В 1848 году Н.И.М. писал в «Пантеоне»: «Настоящее амплуа г. Соленика в водевиле, но бывают случаи, что он и в драме себя не роняет. Примером может служить роль Заруцкого (драма „Смерть Ляпунова“), которую он выполнил прекрасно, как мы и не ожидали»[218]
. Не ожидал от Соленика успеха и «один из его близких друзей», который видел актера на харьковской сцене в роли водоноса Пьера в водевиле «Что и деньги без ума». «Эту роль он сумел силою своего таланта возвести до истинного трогательного драматизма, которого никто не мог бы ожидать от комика»[219].Еще один из таких «неожиданных» случаев произошел в Одессе летом 1850 года. Давалась драма «Материнское благословение, или Бедность и честь» (переделка Н. Некрасовым пьесы французских драматургов Деннери и Лемуана «Божья милость, или Новая Фаншон»). Роль старика Антони Бернарда, бедного савойского крестьянина, находящегося в тяжелой зависимости от управителя маркизы, должен был играть трагический актер И.В. Орлов, но он неожиданно уехал из Одессы. Спектакль оказался под угрозой, а между тем публика с нетерпением ждала встречи со своей любимицей Н.В. Самойловой, которая играла в этой же пьесе роль Анеты, дочери Бернарда. И тогда «за неимением актера для роли Бернарда» Соленик «взялся сыграть эту драматическую роль и не испортил ее», как свидетельствует И.Н.

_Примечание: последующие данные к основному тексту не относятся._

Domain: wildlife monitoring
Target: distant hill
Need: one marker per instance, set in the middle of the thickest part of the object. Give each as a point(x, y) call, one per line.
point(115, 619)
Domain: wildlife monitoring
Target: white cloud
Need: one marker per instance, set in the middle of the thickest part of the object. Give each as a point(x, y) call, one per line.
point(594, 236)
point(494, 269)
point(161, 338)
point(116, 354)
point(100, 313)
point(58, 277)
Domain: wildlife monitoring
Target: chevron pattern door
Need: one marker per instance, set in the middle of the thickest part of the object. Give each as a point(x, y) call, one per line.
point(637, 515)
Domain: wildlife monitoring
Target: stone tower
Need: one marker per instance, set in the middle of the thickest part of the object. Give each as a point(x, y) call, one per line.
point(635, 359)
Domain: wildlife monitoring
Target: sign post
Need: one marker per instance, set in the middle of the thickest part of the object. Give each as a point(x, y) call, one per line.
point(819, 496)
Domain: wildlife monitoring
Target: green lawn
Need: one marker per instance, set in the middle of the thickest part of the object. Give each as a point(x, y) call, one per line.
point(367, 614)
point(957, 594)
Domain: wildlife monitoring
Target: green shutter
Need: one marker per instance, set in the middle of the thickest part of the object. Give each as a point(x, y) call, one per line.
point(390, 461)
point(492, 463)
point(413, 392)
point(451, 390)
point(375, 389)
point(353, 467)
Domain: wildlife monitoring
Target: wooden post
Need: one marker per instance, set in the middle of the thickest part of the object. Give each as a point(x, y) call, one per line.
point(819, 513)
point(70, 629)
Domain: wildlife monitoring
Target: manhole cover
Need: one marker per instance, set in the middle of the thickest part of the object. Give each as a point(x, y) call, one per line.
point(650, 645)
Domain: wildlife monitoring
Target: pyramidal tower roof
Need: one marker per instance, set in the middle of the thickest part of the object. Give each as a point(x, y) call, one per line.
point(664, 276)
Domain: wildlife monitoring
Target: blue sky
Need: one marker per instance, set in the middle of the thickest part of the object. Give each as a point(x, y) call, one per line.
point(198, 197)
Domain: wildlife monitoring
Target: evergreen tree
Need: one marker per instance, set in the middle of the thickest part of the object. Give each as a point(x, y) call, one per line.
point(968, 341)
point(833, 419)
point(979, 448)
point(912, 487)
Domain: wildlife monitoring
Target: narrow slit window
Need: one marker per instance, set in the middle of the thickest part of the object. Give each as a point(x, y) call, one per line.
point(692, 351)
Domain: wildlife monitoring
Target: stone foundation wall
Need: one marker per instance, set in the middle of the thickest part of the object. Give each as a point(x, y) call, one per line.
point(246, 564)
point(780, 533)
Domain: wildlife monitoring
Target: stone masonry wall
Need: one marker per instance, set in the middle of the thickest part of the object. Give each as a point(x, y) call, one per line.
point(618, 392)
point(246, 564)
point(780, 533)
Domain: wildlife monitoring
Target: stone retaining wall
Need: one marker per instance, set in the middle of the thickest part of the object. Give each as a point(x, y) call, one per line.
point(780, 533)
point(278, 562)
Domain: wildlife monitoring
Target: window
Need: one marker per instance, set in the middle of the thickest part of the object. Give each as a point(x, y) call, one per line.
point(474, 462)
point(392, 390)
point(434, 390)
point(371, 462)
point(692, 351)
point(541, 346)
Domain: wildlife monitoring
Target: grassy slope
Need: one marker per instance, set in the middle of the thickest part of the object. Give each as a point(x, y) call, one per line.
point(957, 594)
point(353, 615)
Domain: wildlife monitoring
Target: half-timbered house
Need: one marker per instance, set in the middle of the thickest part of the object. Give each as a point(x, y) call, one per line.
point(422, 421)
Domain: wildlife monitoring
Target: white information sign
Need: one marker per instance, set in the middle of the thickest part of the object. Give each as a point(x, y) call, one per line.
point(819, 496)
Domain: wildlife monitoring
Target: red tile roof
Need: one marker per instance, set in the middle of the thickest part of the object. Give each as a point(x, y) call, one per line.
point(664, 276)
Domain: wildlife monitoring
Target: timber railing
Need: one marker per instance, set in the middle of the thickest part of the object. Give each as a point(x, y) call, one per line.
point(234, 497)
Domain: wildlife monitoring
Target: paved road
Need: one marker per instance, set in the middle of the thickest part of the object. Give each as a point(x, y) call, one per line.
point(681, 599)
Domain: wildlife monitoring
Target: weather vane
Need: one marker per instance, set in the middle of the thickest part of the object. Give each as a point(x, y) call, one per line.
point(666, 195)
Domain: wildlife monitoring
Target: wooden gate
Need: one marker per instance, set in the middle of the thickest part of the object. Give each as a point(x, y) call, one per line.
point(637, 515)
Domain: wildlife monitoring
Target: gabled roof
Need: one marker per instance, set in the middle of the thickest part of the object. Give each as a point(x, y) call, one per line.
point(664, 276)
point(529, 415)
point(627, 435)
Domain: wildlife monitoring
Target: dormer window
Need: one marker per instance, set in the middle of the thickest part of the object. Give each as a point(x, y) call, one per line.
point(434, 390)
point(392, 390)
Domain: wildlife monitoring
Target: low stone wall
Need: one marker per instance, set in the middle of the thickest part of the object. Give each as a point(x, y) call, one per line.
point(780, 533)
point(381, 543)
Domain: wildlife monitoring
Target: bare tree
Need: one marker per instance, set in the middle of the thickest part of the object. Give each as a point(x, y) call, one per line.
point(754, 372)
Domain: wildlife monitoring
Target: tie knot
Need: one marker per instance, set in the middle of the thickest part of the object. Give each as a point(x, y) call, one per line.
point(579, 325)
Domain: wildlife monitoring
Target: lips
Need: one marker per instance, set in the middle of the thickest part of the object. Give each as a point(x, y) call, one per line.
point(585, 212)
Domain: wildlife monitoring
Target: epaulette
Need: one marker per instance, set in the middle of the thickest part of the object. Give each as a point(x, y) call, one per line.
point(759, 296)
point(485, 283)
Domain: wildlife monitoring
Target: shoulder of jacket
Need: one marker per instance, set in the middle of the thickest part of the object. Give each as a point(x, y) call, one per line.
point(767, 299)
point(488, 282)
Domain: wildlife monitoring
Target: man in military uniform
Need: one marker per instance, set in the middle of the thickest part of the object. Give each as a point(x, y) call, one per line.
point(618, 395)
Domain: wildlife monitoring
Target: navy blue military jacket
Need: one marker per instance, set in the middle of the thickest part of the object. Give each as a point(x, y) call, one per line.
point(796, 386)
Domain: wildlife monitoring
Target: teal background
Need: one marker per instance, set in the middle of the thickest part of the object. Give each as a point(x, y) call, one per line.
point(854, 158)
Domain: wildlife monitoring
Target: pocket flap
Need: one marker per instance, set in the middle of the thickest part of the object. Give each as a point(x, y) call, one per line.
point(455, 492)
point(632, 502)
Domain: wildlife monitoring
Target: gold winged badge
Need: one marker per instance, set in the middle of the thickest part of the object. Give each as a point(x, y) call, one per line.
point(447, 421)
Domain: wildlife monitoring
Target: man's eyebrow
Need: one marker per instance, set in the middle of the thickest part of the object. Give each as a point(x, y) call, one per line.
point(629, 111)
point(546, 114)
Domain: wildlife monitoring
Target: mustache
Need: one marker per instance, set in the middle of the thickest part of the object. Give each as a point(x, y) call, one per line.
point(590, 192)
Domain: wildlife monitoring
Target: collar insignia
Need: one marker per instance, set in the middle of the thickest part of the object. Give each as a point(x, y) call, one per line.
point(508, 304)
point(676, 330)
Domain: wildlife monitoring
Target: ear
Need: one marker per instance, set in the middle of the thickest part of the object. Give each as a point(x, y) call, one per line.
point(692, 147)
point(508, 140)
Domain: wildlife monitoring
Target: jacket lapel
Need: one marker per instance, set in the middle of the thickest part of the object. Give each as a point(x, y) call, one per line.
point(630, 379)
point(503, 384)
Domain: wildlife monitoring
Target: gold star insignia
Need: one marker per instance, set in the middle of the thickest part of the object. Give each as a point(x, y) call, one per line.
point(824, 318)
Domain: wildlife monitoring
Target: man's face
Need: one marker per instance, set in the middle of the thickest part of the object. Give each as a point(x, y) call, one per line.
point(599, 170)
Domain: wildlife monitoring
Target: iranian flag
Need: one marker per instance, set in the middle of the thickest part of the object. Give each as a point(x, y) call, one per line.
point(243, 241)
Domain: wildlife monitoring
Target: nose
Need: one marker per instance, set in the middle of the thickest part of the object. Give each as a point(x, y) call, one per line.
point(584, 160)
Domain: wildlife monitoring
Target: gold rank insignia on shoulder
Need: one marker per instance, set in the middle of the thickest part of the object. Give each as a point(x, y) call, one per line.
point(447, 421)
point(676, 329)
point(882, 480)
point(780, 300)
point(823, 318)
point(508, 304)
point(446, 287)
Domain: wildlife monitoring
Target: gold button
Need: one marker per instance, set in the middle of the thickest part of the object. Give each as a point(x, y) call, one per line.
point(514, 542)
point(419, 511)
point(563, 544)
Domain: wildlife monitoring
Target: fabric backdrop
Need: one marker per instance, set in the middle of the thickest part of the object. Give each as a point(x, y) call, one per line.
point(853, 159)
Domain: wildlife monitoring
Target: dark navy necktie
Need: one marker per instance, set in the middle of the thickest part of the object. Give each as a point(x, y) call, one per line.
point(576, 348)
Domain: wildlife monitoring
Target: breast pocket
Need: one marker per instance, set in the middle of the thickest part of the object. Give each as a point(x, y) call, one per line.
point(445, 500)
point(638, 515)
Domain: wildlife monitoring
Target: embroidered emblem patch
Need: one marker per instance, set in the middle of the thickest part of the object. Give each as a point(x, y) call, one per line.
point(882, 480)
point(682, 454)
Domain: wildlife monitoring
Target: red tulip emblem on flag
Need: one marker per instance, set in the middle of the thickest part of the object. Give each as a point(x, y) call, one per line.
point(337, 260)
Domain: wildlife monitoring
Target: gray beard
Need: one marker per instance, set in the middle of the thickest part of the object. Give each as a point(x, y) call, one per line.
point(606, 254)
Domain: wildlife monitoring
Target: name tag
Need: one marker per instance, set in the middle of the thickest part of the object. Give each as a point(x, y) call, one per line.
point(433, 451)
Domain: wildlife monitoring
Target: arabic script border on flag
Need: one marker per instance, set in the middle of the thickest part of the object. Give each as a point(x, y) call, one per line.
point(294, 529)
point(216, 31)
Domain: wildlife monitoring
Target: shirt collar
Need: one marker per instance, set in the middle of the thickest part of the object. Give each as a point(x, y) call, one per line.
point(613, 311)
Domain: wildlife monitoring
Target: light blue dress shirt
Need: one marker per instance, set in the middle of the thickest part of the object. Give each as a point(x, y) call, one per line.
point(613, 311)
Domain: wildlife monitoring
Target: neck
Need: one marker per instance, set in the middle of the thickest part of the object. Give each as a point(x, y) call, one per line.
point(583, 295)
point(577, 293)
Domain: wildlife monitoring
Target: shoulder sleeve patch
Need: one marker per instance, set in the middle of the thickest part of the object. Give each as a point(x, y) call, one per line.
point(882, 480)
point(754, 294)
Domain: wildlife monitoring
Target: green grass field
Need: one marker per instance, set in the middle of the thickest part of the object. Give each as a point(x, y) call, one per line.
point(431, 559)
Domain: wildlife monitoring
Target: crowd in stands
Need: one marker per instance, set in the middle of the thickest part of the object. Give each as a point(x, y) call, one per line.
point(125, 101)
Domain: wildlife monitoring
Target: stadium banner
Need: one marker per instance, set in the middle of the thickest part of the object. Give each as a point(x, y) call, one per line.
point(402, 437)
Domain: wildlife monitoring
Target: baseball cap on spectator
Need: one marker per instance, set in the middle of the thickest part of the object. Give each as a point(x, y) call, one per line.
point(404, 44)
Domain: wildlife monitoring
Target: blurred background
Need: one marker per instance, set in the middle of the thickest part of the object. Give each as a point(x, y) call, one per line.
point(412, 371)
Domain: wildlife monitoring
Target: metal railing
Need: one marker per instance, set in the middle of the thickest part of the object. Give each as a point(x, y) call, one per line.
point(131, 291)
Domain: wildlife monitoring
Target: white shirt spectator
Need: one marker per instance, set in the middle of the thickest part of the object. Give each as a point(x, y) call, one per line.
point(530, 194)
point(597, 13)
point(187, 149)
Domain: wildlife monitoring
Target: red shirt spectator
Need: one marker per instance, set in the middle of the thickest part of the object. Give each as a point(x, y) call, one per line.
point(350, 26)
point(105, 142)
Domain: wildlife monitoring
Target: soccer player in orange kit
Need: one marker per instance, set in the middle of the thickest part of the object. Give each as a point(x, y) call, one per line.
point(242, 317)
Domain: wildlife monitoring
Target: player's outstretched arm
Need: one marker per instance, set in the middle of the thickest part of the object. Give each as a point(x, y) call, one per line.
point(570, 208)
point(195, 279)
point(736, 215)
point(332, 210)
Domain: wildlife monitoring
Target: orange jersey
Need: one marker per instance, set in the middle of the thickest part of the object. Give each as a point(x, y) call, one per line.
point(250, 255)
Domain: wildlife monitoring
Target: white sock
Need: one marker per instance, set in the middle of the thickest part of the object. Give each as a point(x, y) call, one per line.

Так был подготовлен самый убедительный в этом смысле успех Соленика – в роли Джемса Тиррела в драме Шекспира «Ричард III» (на харьковской сцене она шла под названием «Сыны Эдуарда»).
В статье, опубликованной в «Харьковских губернских ведомостях» в сентябре 1851 года, Рымов писал: «Соленик в трагической роли?.. Воскликнут, вероятно, иные, привыкшие с именем Соленика соединять понятие только о веселости и смехе. Но думать так значит иметь односторонний взгляд на Соленика, если не на искусство вообще. Мы видели когда-то Соленика в роли Матроса… Только человек, который не в состоянии понятие о Соленике отделить от понятия об артисте, мог смеяться, слыша голос Соленика в роли Матроса. – Так было и тогда, когда играли сынов Эдуарда…»[220]
Роль Джемса Тиррела в драме Шекспира – эпизодическая, но нетрудно понять, почему зрителям и рецензенту она показалась своего рода воплощением наивысшего драматизма.
Джемс Тиррел впервые появляется в середине IV акта, когда напряжение действия достигает своего апогея. Герцог Глостер, совершив десятки убийств, подобрался наконец к трону. Отныне он король Ричард III. Но на душе у него неспокойно.
Еще жив принц, сын умершего короля, законный наследник престола. Жив и другой его малолетний сын, герцог Йоркский.